DECOLLEMENT AT THE BASE OF THE SEISMOGENIC CRUST?

      A theme common to models of crustal convergence along the San Andreas fault system involves low-angle reverse slip on decollement surfaces near the base of the seismogenic crust (Wentworth and others, 1983; Webb and Kanamori, 1985; Namson and Davis, 1988; Eaton and Rymer, 1990). A natural extension of this theme leads to a view of the seismogenic crust as a conglomeration of relatively rigid blocks interacting by frictional slip along weak preexisting faults (block boundaries) in response to regional stresses transmitted through both the brittle crust and quasi-plastic deformation in the underlying lithosphere (Hill, 1982).
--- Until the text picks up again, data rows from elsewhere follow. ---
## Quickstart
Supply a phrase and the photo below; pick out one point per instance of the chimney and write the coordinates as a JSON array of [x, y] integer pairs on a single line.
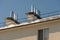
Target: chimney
[[33, 15], [12, 20]]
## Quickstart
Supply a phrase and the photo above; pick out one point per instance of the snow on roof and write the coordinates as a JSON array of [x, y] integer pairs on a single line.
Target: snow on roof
[[36, 21]]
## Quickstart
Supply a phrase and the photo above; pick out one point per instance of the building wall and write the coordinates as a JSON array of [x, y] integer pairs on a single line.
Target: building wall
[[30, 32]]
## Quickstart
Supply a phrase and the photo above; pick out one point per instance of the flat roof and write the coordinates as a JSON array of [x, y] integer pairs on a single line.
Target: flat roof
[[32, 22]]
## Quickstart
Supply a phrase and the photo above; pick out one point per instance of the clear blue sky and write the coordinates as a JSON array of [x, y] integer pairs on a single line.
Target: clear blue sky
[[21, 7]]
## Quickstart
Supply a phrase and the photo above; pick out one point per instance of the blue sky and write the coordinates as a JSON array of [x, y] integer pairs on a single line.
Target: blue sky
[[21, 7]]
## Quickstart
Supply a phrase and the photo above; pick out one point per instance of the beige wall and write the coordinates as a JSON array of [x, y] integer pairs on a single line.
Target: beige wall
[[30, 32]]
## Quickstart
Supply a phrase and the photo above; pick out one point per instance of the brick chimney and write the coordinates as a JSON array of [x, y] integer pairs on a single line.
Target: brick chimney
[[33, 14], [11, 20]]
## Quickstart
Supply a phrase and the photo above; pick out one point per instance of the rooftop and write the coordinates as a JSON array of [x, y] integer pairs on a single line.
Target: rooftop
[[32, 22]]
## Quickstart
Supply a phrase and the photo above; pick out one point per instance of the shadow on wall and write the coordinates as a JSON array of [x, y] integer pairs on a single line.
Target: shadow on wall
[[17, 34]]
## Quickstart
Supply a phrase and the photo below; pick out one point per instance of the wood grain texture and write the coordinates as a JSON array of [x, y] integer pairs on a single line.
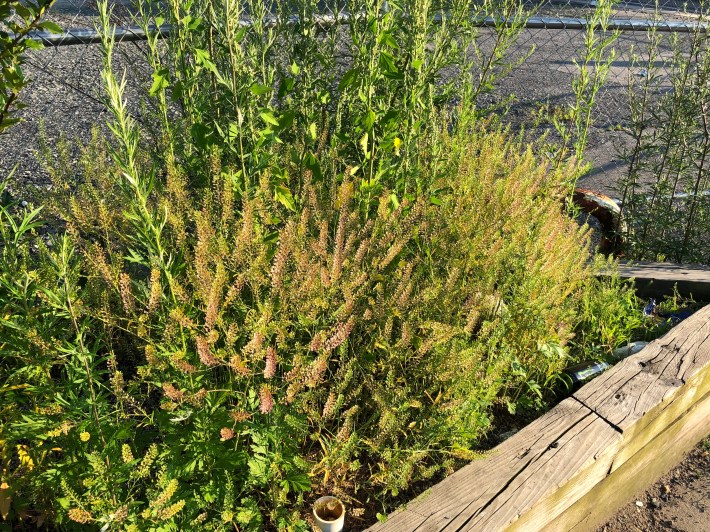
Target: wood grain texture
[[601, 440], [655, 279], [651, 462]]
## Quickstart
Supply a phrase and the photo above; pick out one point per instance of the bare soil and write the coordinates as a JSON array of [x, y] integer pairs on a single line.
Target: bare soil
[[679, 501]]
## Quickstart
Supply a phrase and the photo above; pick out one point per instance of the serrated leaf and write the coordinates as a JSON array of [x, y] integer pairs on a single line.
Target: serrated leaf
[[348, 79], [258, 89], [284, 197], [51, 27], [269, 118]]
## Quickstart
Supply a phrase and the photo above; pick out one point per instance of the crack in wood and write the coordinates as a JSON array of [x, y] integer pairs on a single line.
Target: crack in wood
[[605, 420]]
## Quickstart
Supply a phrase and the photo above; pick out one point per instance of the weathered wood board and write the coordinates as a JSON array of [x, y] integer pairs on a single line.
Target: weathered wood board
[[571, 468], [656, 279]]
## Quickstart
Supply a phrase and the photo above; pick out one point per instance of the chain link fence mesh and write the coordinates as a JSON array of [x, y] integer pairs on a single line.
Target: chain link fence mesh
[[65, 92]]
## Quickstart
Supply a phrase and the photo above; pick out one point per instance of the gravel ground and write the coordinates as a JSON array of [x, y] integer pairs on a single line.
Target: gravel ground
[[65, 94], [679, 501]]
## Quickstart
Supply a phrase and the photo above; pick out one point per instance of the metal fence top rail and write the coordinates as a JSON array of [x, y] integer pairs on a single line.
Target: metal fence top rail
[[135, 33]]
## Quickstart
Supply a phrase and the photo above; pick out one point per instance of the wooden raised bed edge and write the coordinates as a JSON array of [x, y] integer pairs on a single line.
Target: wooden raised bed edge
[[573, 467], [656, 279]]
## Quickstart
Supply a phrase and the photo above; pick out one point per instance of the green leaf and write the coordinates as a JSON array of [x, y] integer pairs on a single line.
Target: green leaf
[[368, 120], [51, 27], [160, 81], [269, 118], [348, 79], [258, 89]]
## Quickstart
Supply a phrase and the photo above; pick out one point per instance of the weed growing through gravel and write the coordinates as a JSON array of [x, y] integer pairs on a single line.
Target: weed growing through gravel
[[665, 199], [310, 278]]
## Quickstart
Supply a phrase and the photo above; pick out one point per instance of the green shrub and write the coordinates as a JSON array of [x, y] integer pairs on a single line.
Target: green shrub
[[242, 353], [665, 199], [223, 328]]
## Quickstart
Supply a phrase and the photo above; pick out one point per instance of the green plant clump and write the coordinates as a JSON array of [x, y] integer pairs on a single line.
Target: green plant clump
[[263, 300], [666, 191]]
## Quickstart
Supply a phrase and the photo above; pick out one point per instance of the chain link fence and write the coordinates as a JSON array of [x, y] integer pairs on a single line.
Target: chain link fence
[[65, 92]]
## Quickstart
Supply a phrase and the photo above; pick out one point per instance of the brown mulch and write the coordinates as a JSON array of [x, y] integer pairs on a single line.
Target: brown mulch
[[678, 501]]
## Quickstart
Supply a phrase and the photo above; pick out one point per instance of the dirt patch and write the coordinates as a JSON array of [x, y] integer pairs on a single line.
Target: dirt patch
[[679, 501]]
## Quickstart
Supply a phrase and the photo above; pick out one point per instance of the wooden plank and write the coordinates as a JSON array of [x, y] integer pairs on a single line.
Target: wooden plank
[[656, 279], [546, 471], [654, 460], [475, 491], [644, 398]]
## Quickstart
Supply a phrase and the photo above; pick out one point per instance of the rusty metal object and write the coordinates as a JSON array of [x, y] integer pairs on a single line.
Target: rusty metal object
[[604, 209]]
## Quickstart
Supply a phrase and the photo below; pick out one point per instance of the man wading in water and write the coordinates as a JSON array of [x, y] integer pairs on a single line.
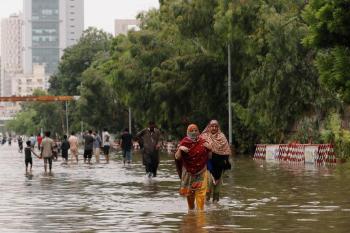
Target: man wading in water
[[149, 140]]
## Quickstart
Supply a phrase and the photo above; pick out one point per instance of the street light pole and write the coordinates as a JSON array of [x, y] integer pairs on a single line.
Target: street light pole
[[129, 120], [67, 118], [229, 95]]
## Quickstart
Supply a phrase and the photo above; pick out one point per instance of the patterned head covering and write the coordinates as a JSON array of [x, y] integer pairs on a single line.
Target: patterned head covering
[[192, 127], [193, 136], [218, 141]]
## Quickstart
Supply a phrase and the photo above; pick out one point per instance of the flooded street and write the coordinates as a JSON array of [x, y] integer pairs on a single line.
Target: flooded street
[[257, 197]]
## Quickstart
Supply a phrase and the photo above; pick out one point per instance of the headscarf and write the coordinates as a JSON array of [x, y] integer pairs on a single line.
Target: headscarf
[[190, 135], [218, 141]]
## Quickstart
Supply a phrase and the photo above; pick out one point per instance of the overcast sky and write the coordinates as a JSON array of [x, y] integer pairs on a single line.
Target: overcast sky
[[98, 13]]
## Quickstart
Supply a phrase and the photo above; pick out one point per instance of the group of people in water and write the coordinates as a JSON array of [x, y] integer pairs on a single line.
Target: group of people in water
[[200, 158]]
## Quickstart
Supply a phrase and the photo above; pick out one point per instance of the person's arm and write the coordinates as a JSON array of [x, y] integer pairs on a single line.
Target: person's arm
[[178, 154], [35, 154]]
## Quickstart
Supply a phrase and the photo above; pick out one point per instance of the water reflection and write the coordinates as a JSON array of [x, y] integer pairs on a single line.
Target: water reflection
[[256, 197]]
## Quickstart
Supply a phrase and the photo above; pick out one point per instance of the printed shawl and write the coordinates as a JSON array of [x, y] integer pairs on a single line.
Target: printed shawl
[[218, 142]]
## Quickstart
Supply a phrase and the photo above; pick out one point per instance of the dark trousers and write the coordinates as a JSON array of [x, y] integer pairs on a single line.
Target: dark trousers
[[151, 162]]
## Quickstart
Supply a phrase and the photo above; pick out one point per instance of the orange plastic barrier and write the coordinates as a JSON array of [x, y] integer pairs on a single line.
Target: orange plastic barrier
[[295, 153]]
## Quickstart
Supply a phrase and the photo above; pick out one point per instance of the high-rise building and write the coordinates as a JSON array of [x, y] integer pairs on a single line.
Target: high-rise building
[[122, 26], [11, 51], [50, 26]]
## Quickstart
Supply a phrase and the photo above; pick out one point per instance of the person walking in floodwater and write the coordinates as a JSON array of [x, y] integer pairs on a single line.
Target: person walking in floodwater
[[97, 146], [28, 156], [106, 141], [47, 146], [149, 140], [20, 144], [74, 146], [88, 146], [219, 161], [191, 161], [126, 145], [39, 140], [64, 148]]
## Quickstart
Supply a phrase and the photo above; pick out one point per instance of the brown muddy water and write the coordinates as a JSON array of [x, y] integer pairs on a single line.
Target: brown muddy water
[[256, 197]]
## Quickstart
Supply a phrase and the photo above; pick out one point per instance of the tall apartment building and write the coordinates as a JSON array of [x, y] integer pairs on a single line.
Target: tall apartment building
[[50, 26], [122, 26], [11, 51]]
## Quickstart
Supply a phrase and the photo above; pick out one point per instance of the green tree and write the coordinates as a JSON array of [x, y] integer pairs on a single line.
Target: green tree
[[76, 59], [329, 33]]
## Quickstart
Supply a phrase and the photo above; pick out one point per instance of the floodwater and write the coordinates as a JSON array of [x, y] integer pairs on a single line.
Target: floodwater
[[256, 197]]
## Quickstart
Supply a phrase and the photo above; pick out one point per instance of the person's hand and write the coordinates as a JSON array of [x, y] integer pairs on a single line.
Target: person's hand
[[208, 146], [184, 149]]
However, the nature of a decollement surface at the base of the brittle crust and the relation of the seismogenic San Andreas fault system to the aseismic transform boundary in the underlying lithosphere remain speculative. It is not yet clear, for example, whether the San Andreas fault continues below the seismogenic crust as a narrow, near-vertical boundary (possibly offset a substantial distance from the seismogenic fault by slip on the horizontal decollement surface) that slips by quasi-plastic, mylonitic deformation or whether it broadens rapidly with depth into a wide shear zone spanning, say, the entire width of the Coast Ranges (see chap. 7; Sibson, 1983).

CONCLUSIONS

      The spatial-temporal pattern of earthquake occurrence within the seismogenic crust along the San Andreas fault system is the brittle manifestation of distributed deformation of the lithosphere between the Pacific and North American plates along the San Andreas transform boundary. As we develop a more complete model of the long-term behavior of the seismogenic crust, including relations between great, plate-boundary earthquakes that periodically rupture the principal strand of the San Andreas fault system and the persistent background of small to moderate earthquakes on adjacent structures, our image of the deeper deformation will improve. Together will come a more complete understanding of the processes controlling deformation along the transform boundary and of the earthquake cycle.